In the Gospel of John, while hanging on the cross, Christ bows his head before giving up his spirit and utters his famous last words, “It is finished”, recalling his earlier elusive statement regarding “the works” the Father had given him to “finish”. The works along with his life are, with his last breath and with his last word, finished. There exists here the culmination of a beautiful motif sustained throughout John’s Gospel: The Word was with God and the Word was God. Christ’s words and his works are his being, there is a perfect unity between who he is, what he does and what he says, and it is this unity of being which bears witness of his divinity (of “the Father”), not the coherence of his teachings.

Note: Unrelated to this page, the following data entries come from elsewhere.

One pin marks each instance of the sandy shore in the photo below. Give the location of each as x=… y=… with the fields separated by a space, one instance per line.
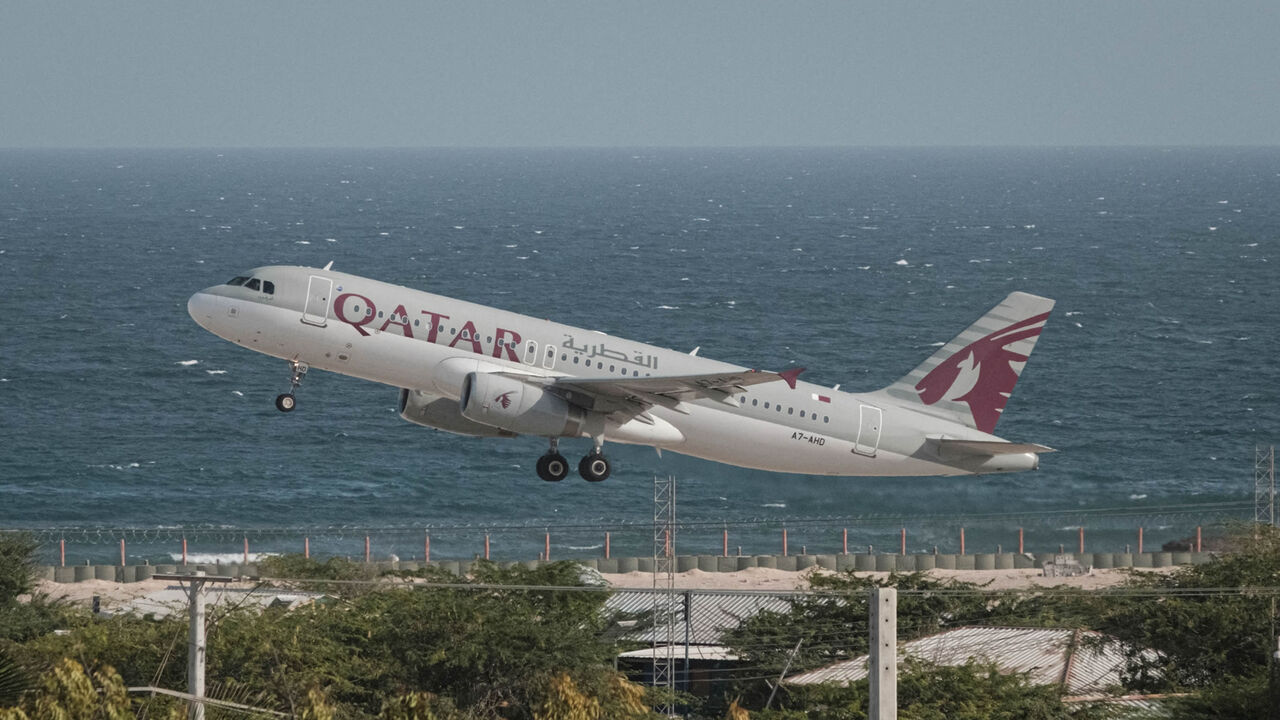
x=118 y=595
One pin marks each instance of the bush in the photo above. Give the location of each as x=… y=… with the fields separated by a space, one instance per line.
x=17 y=565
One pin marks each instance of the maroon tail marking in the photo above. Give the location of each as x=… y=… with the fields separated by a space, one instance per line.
x=996 y=376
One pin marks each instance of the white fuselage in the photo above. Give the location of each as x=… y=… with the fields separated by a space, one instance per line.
x=426 y=342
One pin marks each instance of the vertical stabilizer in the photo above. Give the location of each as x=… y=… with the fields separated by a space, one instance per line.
x=970 y=378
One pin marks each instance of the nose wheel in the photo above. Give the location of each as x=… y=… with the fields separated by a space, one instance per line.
x=287 y=401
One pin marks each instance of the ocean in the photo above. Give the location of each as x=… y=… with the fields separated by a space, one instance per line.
x=1155 y=378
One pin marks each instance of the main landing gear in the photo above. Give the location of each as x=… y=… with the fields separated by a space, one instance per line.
x=286 y=402
x=553 y=468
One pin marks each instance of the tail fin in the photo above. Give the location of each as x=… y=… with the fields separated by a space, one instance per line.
x=970 y=378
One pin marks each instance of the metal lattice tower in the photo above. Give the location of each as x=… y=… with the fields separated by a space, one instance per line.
x=1265 y=486
x=664 y=591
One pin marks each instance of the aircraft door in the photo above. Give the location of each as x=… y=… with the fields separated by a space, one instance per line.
x=316 y=309
x=869 y=419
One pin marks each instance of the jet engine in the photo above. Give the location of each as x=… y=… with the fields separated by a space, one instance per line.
x=516 y=406
x=443 y=414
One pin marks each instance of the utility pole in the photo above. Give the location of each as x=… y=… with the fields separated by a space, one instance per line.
x=882 y=664
x=196 y=636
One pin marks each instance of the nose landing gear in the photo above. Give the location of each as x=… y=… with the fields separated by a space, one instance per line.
x=286 y=402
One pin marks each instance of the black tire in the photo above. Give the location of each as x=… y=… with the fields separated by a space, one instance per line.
x=594 y=468
x=552 y=468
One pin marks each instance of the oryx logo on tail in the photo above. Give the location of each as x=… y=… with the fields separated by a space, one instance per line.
x=983 y=373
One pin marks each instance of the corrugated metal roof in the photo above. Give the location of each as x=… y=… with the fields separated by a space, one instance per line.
x=712 y=614
x=1047 y=655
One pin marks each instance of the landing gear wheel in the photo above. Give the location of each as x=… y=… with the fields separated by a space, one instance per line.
x=594 y=468
x=552 y=466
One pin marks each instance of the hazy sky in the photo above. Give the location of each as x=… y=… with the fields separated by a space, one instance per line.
x=638 y=73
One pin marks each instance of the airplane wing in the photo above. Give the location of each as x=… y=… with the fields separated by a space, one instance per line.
x=634 y=396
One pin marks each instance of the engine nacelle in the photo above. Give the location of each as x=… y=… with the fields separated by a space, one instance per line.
x=517 y=406
x=443 y=414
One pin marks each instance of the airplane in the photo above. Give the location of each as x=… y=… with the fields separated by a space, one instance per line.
x=478 y=370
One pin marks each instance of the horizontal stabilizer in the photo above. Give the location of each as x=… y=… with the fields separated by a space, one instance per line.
x=990 y=447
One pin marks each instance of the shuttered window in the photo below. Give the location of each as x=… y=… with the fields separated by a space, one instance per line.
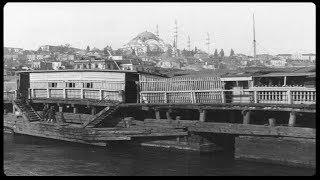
x=70 y=85
x=88 y=85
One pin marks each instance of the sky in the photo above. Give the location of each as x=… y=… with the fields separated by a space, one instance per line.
x=280 y=27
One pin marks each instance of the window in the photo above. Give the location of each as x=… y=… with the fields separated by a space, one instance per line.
x=53 y=84
x=70 y=84
x=88 y=85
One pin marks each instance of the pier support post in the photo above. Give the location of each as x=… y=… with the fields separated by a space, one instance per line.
x=75 y=110
x=157 y=112
x=93 y=111
x=292 y=119
x=128 y=121
x=246 y=116
x=202 y=116
x=60 y=108
x=232 y=117
x=272 y=122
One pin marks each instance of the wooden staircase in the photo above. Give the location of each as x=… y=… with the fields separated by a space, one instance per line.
x=27 y=110
x=101 y=115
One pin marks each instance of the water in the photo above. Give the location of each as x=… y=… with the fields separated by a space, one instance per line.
x=25 y=155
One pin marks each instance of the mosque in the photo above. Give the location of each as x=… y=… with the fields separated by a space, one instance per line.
x=146 y=41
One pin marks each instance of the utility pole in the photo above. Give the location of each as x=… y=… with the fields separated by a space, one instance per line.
x=175 y=39
x=157 y=31
x=208 y=43
x=254 y=40
x=189 y=47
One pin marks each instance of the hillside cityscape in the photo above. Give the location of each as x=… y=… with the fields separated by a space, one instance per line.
x=148 y=52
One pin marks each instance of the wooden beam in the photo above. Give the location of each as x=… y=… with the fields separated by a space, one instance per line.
x=254 y=130
x=202 y=115
x=246 y=116
x=292 y=119
x=157 y=112
x=272 y=121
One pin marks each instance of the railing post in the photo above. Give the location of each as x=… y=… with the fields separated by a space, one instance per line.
x=48 y=93
x=223 y=99
x=82 y=93
x=202 y=116
x=289 y=97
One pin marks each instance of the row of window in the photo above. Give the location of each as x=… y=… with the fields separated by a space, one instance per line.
x=72 y=85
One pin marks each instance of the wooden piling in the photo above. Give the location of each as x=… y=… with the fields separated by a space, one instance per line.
x=202 y=116
x=272 y=121
x=157 y=112
x=93 y=111
x=246 y=116
x=75 y=110
x=292 y=119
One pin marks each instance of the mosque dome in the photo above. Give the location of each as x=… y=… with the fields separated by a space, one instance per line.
x=147 y=40
x=144 y=36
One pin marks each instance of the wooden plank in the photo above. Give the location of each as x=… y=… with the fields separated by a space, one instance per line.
x=248 y=129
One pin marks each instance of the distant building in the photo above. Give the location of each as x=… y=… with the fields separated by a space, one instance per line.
x=278 y=62
x=284 y=56
x=31 y=57
x=10 y=50
x=310 y=57
x=96 y=64
x=49 y=48
x=41 y=65
x=144 y=42
x=169 y=63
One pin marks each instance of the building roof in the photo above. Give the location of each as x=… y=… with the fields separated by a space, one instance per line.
x=308 y=54
x=282 y=74
x=78 y=70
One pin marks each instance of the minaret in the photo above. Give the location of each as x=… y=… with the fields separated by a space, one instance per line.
x=189 y=47
x=208 y=43
x=254 y=41
x=176 y=33
x=157 y=31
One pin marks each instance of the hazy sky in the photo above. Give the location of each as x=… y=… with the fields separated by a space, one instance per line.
x=280 y=27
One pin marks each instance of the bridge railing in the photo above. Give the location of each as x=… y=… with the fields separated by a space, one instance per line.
x=275 y=96
x=75 y=93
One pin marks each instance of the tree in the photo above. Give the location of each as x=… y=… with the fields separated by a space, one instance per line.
x=215 y=55
x=221 y=53
x=231 y=53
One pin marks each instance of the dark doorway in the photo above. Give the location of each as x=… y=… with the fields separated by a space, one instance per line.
x=23 y=85
x=131 y=93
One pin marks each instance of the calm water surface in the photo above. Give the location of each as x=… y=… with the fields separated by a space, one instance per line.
x=25 y=155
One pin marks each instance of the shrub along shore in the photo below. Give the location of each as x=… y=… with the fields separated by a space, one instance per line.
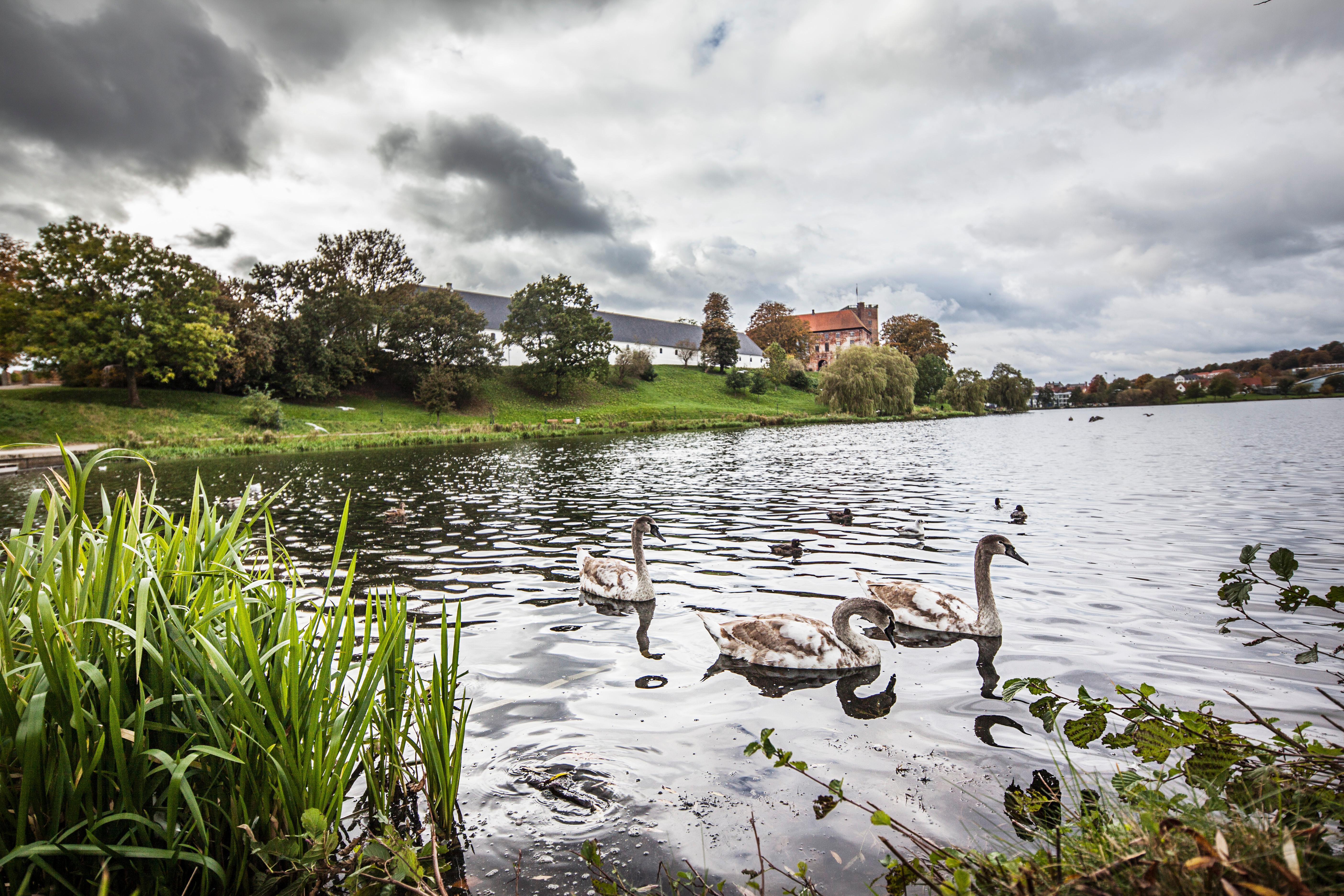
x=183 y=424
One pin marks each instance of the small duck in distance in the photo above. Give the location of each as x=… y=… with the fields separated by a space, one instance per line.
x=617 y=580
x=918 y=606
x=794 y=641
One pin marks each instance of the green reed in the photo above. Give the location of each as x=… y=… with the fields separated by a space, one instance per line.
x=170 y=718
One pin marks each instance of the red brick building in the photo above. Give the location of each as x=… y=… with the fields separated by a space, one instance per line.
x=834 y=331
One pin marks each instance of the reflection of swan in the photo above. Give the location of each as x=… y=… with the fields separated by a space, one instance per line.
x=795 y=641
x=617 y=580
x=986 y=651
x=923 y=608
x=644 y=609
x=777 y=683
x=986 y=723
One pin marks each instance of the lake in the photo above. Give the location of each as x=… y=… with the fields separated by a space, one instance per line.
x=1131 y=519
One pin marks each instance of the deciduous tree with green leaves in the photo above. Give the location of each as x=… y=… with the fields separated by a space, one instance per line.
x=554 y=323
x=1008 y=389
x=718 y=339
x=107 y=297
x=966 y=392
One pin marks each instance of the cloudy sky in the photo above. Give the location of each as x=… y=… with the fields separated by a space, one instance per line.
x=1072 y=187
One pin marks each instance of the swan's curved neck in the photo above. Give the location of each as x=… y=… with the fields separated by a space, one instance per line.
x=987 y=620
x=845 y=631
x=642 y=570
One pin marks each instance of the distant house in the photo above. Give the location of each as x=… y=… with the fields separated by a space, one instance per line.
x=834 y=331
x=659 y=338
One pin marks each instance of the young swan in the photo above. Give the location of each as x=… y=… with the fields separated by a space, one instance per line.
x=617 y=580
x=795 y=641
x=923 y=608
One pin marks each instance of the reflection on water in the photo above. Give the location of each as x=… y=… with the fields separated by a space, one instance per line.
x=1131 y=519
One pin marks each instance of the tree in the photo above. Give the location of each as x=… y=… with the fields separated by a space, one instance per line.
x=1163 y=392
x=898 y=396
x=1224 y=386
x=554 y=323
x=1010 y=389
x=107 y=297
x=253 y=357
x=437 y=328
x=437 y=390
x=916 y=336
x=632 y=362
x=775 y=323
x=933 y=373
x=966 y=392
x=779 y=369
x=14 y=309
x=718 y=339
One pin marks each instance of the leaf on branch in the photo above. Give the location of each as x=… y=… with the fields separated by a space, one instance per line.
x=1283 y=563
x=1086 y=730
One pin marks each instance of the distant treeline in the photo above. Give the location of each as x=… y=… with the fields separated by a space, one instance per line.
x=1283 y=361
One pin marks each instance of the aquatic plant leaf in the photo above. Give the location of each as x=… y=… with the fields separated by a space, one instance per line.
x=1154 y=741
x=1047 y=710
x=1086 y=730
x=1283 y=563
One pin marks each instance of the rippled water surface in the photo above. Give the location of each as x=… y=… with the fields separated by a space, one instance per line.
x=1131 y=519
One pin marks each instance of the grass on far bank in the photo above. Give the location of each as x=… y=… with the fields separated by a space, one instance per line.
x=178 y=422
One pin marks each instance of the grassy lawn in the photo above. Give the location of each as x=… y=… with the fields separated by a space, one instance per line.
x=170 y=416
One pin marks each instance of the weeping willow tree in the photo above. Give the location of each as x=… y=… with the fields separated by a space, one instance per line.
x=865 y=381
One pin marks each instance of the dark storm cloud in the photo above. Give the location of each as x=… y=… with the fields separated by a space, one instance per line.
x=218 y=238
x=143 y=83
x=483 y=178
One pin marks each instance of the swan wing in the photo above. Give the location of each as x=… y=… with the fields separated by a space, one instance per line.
x=920 y=606
x=784 y=640
x=607 y=577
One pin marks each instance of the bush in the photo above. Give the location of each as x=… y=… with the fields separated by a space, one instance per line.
x=263 y=410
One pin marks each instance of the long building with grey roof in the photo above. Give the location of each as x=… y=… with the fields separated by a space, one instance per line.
x=628 y=331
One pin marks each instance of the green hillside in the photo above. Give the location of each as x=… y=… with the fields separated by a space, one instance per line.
x=174 y=417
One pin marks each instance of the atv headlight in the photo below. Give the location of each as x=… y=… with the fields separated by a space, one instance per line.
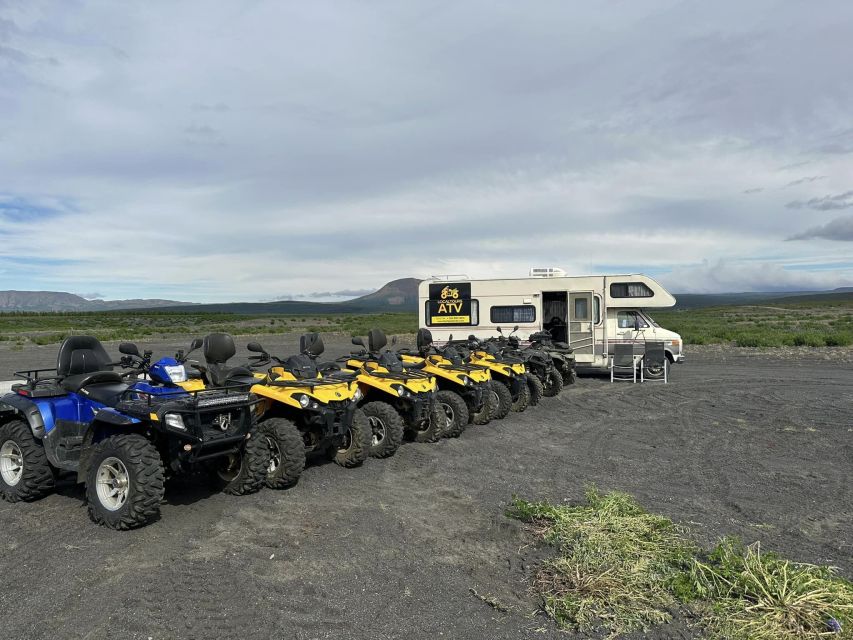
x=177 y=373
x=174 y=420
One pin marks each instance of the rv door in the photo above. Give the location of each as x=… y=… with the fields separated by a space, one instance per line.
x=581 y=323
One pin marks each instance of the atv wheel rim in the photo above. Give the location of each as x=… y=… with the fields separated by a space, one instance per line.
x=113 y=484
x=11 y=463
x=449 y=415
x=346 y=443
x=275 y=455
x=378 y=429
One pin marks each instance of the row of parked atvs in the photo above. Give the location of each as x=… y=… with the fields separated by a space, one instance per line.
x=124 y=432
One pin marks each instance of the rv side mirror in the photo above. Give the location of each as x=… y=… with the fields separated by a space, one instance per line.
x=128 y=349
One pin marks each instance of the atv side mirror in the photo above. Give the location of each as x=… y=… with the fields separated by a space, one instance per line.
x=128 y=349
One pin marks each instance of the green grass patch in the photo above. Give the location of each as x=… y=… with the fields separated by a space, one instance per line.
x=619 y=569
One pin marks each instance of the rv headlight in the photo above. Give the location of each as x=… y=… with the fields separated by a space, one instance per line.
x=175 y=420
x=177 y=373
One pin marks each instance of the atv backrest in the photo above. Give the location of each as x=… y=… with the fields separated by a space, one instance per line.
x=81 y=354
x=376 y=340
x=311 y=344
x=218 y=348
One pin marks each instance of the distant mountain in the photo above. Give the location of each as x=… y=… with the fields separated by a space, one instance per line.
x=61 y=301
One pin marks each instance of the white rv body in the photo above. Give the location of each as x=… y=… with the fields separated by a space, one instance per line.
x=591 y=313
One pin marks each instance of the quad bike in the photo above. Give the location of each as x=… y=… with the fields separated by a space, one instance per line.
x=543 y=376
x=122 y=438
x=509 y=375
x=399 y=397
x=561 y=353
x=464 y=390
x=300 y=412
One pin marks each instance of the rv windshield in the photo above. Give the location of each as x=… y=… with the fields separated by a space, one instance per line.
x=651 y=320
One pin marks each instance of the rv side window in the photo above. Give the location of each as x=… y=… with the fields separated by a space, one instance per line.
x=507 y=315
x=625 y=320
x=439 y=314
x=630 y=290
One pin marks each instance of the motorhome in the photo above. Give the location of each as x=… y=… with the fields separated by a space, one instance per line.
x=591 y=313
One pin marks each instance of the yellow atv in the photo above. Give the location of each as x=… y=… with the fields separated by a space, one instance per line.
x=300 y=412
x=399 y=398
x=464 y=390
x=509 y=375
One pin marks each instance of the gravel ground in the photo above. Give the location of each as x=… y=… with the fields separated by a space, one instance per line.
x=748 y=444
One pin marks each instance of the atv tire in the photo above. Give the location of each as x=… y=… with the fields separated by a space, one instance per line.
x=25 y=473
x=504 y=399
x=523 y=400
x=244 y=473
x=488 y=411
x=455 y=412
x=124 y=482
x=287 y=452
x=553 y=384
x=433 y=429
x=354 y=449
x=537 y=389
x=386 y=429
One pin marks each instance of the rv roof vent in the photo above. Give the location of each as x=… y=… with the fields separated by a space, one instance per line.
x=547 y=272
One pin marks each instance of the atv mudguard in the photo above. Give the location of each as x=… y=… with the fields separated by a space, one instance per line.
x=13 y=404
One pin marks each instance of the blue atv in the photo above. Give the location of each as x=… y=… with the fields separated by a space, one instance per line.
x=123 y=437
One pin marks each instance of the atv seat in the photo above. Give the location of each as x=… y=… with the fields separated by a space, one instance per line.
x=108 y=394
x=83 y=361
x=218 y=348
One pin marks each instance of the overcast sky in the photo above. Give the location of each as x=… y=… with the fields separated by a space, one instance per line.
x=250 y=150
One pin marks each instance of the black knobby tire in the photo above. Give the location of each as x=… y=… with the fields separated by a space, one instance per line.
x=504 y=398
x=553 y=384
x=139 y=461
x=455 y=412
x=354 y=449
x=386 y=429
x=35 y=476
x=433 y=429
x=286 y=450
x=245 y=472
x=488 y=410
x=523 y=399
x=537 y=389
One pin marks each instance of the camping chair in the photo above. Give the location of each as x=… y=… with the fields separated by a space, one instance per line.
x=654 y=362
x=623 y=366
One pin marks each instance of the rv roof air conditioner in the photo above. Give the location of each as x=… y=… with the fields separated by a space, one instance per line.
x=547 y=272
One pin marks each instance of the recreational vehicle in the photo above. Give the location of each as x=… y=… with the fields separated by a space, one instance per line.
x=591 y=313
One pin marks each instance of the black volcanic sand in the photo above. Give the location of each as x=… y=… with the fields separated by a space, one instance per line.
x=753 y=446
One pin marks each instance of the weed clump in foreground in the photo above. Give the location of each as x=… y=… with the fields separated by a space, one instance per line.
x=621 y=569
x=618 y=567
x=752 y=595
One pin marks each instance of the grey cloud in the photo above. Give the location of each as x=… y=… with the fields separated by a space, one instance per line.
x=826 y=203
x=840 y=229
x=805 y=180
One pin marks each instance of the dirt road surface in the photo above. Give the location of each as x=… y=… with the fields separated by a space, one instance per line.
x=752 y=446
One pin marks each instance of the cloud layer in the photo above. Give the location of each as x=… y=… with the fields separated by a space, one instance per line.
x=216 y=152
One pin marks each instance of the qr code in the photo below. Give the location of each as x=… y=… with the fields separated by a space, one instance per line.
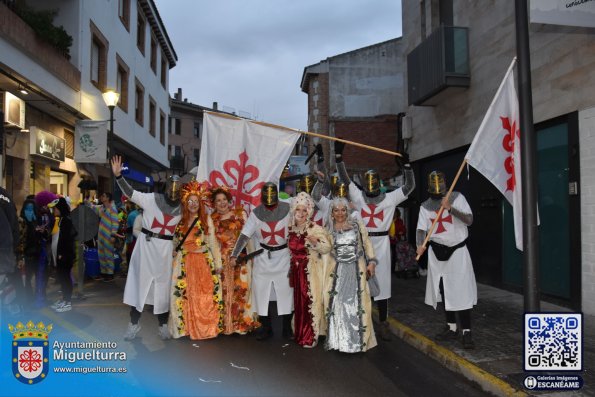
x=553 y=341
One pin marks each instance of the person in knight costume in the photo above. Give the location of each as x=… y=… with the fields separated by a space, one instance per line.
x=150 y=267
x=377 y=209
x=450 y=272
x=325 y=190
x=268 y=224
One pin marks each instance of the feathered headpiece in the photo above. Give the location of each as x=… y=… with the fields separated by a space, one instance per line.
x=304 y=199
x=195 y=188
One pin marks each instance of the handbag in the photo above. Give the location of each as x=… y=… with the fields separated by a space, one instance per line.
x=373 y=286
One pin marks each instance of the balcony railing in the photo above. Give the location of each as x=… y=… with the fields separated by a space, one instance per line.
x=439 y=62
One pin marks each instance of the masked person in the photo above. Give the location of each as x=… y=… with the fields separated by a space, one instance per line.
x=450 y=272
x=268 y=225
x=150 y=268
x=106 y=234
x=377 y=209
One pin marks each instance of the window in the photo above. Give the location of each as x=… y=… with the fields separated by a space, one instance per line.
x=140 y=33
x=178 y=130
x=139 y=103
x=99 y=47
x=196 y=156
x=197 y=127
x=164 y=67
x=152 y=116
x=175 y=151
x=124 y=13
x=122 y=83
x=69 y=144
x=153 y=54
x=161 y=127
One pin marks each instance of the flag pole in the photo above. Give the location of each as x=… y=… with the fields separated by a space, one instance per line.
x=528 y=168
x=331 y=138
x=452 y=185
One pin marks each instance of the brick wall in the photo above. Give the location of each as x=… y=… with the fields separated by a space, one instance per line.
x=379 y=132
x=587 y=191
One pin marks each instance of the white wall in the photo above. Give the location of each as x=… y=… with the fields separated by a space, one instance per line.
x=363 y=82
x=105 y=16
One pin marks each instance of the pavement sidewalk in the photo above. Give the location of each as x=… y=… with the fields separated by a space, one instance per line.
x=497 y=322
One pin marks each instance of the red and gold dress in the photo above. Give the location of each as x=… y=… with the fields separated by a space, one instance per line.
x=238 y=315
x=196 y=308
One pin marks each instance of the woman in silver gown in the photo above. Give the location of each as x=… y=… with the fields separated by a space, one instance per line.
x=348 y=303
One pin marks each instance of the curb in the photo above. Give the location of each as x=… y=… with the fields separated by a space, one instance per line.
x=454 y=362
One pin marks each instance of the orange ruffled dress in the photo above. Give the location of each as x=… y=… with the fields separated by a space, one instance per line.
x=196 y=301
x=238 y=316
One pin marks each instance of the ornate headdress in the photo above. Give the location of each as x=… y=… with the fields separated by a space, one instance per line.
x=199 y=189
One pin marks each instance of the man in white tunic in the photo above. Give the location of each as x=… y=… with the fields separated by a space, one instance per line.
x=450 y=273
x=150 y=267
x=267 y=224
x=377 y=209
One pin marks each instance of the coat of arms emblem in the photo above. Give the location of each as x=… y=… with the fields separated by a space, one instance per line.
x=30 y=351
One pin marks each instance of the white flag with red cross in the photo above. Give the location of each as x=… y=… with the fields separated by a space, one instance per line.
x=243 y=155
x=496 y=149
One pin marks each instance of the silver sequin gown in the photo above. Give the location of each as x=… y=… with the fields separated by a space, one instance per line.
x=345 y=329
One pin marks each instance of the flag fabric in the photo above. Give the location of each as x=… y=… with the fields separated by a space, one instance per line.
x=90 y=141
x=243 y=155
x=496 y=149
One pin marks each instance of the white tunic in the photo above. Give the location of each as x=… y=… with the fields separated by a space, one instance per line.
x=270 y=272
x=378 y=218
x=460 y=289
x=150 y=268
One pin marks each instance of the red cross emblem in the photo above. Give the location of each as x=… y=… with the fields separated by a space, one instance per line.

What Tolstoy’s translation of this passage fails to recognize, and what John is able to so beautifully articulate, is that Christ was not a teacher, a writer, a philosopher, a thinker, a friend or a son. Christ was a person, and that person was God. His teaching is not what needs “proof”, but it is his person, the incarnation, of which his actions bear witness. Tolstoy puts the cart before the horse. “It is done!” his reads, as in fact, his Gospel is. Not only does this version neglect the powerful literary symmetry John creates between what Jesus does and what he says, the Word becoming flesh, but it also leaves us with a dead Jesus and a very different “witness” to contemplate, a witness to actions and teachings that were not enough to conquer death. The beauty of the gospel of John lies in the fact that when it is “finished” (in the Aramaic and Greek the word also means “perfected”) it is not over. Death is not the end; for in Christ’s death, death is conquered and life begins.
If we reduce Christ to his teachings, then they are both failures. A teaching cannot make a bad person good, save the world or eradicate evil. In attempting to discover a teaching that could do these things, Tolstoy was hoping to articulate a path into eternity. Paul Valéry said that “a poem is never complete, it is only abandoned.” Language, like reason, has its limits, and this is something Christ’s resurrection, an event which defies reason, comprehends. Tolstoy wanted what we all want—coherence, understanding, unity, illumination, completion—he wanted language to be enough. What the canonical gospel is trying to tell us is perfectly summed up in the words of Christ in John, “I am the way, the truth and the life.” The truth of Christ is not to be found within the coherence of his teachings; it is to be found in him, in his being, in his person—that person being God. What Tolstoy’s Gospel created was a desacrilized world, one no longer open to the miraculous and the unexplainable, but a world fettered by reason rather than free to explore the great mysteries of faith.